Saldaña gewann im vergangenen Jahr den Oscar als beste Nebendarstellerin für das Musical „Emilia Pérez“. Doch ihr Blick zurück fiel diesmal nicht auf den Preis, sondern auf einen Fehler, der sie seit Jahren verfolgt. In einer Instagram-Live-Schalte sagte sie 2020, sie hätte alles in ihrer Macht Stehende tun sollen, damit eine andere schwarze Frau die Rolle übernimmt. Sie fügte hinzu, sie habe damals geglaubt, sie habe als schwarze Frau die Erlaubnis dazu. Heute beschreibt sie die Entscheidung anders. „Aber es ist Nina. Nina hatte ein Leben und einen Lebensweg, die bis ins kleinste Detail hätten respektiert werden müssen, denn sie war eine einzigartige Persönlichkeit. Sie hätte mehr verdient, und es tut mir leid“, sagte Saldaña.
Die Debatte begann schon 2016, als Saldaña die afroamerikanische Sängerin, Pianistin und Bürgerrechtsaktivistin in der Biografie „Nina“ spielte. Viele Fans protestierten sofort, weil ihre Hautfarbe und ihre Gesichtszüge Nina Simone nicht entsprachen.

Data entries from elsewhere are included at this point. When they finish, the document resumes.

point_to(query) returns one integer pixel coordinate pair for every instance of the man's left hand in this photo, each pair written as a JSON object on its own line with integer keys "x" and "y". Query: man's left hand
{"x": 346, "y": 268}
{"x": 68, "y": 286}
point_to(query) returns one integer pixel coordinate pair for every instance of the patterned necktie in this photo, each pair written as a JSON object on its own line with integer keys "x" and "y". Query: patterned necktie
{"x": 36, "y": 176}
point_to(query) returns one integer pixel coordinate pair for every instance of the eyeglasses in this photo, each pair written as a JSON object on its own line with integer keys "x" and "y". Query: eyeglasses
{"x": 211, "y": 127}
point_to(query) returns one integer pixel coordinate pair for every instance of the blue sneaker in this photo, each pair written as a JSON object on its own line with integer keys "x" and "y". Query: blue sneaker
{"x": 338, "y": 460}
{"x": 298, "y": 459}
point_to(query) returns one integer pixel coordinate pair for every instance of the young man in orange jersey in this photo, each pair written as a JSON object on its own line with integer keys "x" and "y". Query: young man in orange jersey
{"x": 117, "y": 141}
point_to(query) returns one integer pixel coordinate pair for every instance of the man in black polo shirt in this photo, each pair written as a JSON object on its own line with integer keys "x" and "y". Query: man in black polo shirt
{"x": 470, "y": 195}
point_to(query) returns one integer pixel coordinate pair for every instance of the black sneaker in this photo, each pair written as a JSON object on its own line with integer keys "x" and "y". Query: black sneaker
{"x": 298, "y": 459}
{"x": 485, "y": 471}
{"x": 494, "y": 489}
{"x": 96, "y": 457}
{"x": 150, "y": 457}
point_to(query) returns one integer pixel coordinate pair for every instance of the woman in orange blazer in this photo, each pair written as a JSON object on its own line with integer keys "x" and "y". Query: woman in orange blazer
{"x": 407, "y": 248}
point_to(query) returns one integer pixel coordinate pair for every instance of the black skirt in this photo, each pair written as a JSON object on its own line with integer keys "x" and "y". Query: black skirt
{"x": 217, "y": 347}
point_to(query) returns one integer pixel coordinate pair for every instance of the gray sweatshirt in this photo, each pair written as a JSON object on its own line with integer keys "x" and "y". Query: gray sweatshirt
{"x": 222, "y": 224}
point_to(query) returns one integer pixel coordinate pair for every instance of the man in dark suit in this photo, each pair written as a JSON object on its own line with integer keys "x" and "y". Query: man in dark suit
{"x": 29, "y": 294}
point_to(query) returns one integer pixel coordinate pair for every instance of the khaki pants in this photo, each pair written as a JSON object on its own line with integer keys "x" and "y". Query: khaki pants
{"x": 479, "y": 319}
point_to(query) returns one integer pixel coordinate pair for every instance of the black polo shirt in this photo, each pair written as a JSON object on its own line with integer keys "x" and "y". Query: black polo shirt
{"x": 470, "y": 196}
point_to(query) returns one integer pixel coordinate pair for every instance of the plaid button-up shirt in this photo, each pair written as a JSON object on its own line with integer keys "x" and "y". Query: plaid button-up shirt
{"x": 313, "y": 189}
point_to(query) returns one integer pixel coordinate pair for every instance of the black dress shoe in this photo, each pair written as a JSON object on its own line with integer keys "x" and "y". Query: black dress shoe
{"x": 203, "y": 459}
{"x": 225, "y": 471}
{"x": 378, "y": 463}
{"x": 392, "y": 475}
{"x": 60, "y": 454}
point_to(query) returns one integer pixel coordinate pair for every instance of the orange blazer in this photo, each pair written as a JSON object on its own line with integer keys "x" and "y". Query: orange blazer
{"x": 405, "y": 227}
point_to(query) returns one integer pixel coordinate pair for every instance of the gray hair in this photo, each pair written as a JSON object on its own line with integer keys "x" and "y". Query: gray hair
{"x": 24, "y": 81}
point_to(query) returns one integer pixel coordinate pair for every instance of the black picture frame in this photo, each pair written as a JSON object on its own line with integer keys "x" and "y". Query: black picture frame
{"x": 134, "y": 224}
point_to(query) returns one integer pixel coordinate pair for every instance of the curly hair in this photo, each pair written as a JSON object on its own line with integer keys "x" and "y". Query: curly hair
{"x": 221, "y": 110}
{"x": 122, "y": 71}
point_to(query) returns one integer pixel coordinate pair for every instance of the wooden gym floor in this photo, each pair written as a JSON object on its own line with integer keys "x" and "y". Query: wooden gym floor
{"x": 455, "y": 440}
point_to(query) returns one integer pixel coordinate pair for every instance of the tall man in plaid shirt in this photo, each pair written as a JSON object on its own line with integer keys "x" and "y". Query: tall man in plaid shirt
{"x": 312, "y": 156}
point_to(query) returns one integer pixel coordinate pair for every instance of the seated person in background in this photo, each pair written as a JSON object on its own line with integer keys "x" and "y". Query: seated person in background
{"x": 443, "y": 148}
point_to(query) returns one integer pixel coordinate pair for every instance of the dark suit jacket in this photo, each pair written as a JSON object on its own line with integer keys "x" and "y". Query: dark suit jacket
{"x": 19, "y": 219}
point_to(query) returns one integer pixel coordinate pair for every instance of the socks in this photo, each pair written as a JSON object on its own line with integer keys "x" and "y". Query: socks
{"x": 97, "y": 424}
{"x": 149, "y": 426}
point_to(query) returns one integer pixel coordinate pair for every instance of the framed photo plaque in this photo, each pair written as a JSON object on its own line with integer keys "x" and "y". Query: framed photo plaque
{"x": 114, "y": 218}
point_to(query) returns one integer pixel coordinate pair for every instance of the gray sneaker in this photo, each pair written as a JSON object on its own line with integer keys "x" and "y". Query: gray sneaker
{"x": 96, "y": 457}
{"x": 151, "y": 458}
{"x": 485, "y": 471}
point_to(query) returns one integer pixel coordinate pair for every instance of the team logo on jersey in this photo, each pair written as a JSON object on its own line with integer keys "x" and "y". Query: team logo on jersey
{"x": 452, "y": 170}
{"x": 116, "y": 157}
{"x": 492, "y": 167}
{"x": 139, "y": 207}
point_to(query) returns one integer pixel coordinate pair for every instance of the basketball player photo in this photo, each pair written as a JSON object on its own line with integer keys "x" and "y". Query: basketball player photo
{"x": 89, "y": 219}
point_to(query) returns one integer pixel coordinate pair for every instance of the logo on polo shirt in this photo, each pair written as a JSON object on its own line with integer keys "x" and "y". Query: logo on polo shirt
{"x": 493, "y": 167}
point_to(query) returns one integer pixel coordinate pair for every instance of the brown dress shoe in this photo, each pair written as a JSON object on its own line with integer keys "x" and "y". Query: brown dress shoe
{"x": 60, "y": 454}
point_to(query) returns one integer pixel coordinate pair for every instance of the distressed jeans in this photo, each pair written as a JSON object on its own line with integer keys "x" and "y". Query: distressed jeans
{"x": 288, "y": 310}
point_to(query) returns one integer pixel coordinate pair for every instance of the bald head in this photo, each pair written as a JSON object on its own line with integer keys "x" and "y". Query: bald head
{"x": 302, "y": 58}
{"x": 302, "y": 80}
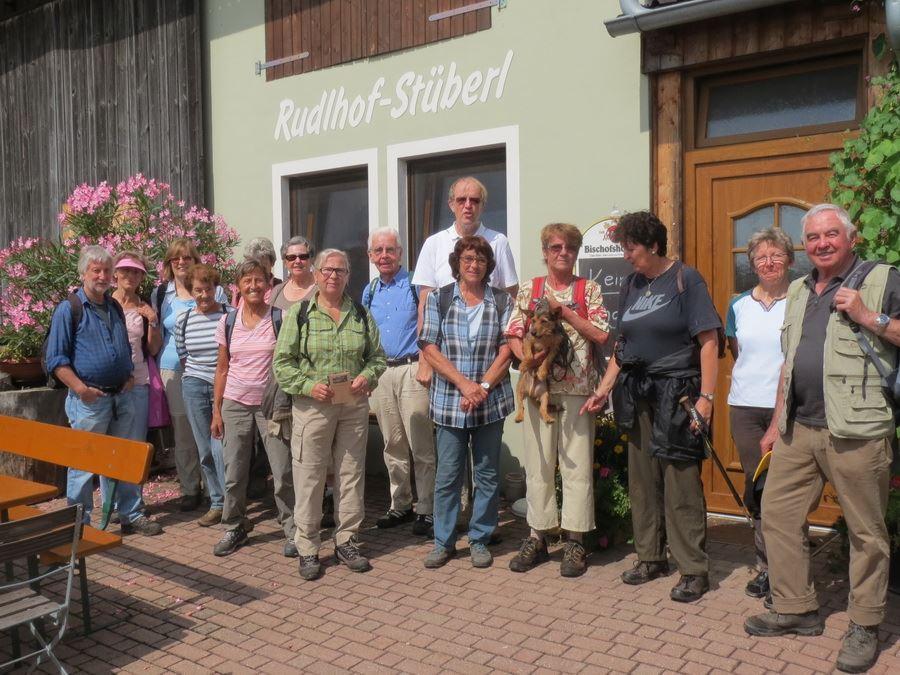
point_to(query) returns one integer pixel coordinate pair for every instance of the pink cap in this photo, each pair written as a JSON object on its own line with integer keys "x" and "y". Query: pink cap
{"x": 131, "y": 262}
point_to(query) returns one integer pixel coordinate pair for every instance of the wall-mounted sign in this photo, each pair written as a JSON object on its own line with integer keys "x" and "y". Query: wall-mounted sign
{"x": 430, "y": 91}
{"x": 601, "y": 259}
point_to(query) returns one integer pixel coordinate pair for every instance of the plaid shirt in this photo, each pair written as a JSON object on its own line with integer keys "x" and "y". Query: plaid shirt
{"x": 332, "y": 348}
{"x": 470, "y": 355}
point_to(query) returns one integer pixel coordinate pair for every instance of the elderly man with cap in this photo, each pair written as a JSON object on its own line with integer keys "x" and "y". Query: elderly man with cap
{"x": 834, "y": 422}
{"x": 89, "y": 351}
{"x": 399, "y": 403}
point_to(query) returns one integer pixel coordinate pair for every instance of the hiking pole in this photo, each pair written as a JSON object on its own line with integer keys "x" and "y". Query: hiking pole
{"x": 704, "y": 433}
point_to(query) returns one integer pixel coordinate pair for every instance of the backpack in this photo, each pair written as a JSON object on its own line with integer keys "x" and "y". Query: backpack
{"x": 303, "y": 320}
{"x": 77, "y": 313}
{"x": 231, "y": 319}
{"x": 374, "y": 283}
{"x": 445, "y": 299}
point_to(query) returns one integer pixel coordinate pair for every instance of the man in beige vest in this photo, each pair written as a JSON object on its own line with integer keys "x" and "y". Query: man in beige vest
{"x": 832, "y": 422}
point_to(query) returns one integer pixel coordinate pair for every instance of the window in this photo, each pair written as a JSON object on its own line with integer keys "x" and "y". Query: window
{"x": 774, "y": 214}
{"x": 338, "y": 31}
{"x": 811, "y": 97}
{"x": 331, "y": 210}
{"x": 429, "y": 182}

Die Produktion dunkelte ihre Haut mit Make-up ab, setzte ihr eine Nasenprothese ein und gab ihr ein künstliches Gebiss. Diese Gestaltung wurde von Kritikern als Blackface gelesen. Der Film selbst wurde künstlerisch und kommerziell zum Fehlschlag. Weltweit spielte er nur etwas mehr als 23.000 US-Dollar ein, kam in Deutschland nicht in die Kinos und liegt bei Rotten Tomatoes bei 2 Prozent positiven Kritiken.
Dass Saldaña ihre eigene Besetzung inzwischen so klar verurteilt, zeigt, wie scharf sich der Blick auf solche Rollen in den vergangenen Jahren verändert hat. Nina Simone starb 2003, und die Auseinandersetzung um die Frage, wer sie darstellen darf, begann nicht erst mit dem Film, sondern mit der Ankündigung der Besetzung. Heute steht Saldaña als Oscar-Gewinnerin und vertrautes Gesicht aus „Star Trek“, „Guardians Of The Galaxy“ und „Avatar“ weit sichtbarer im Rampenlicht als damals. Gerade deshalb hat ihr spätes Eingeständnis Gewicht: Sie verteidigt ihre damalige Entscheidung nicht, sondern nennt sie einen Fehler, der eine andere Besetzung verdient hätte.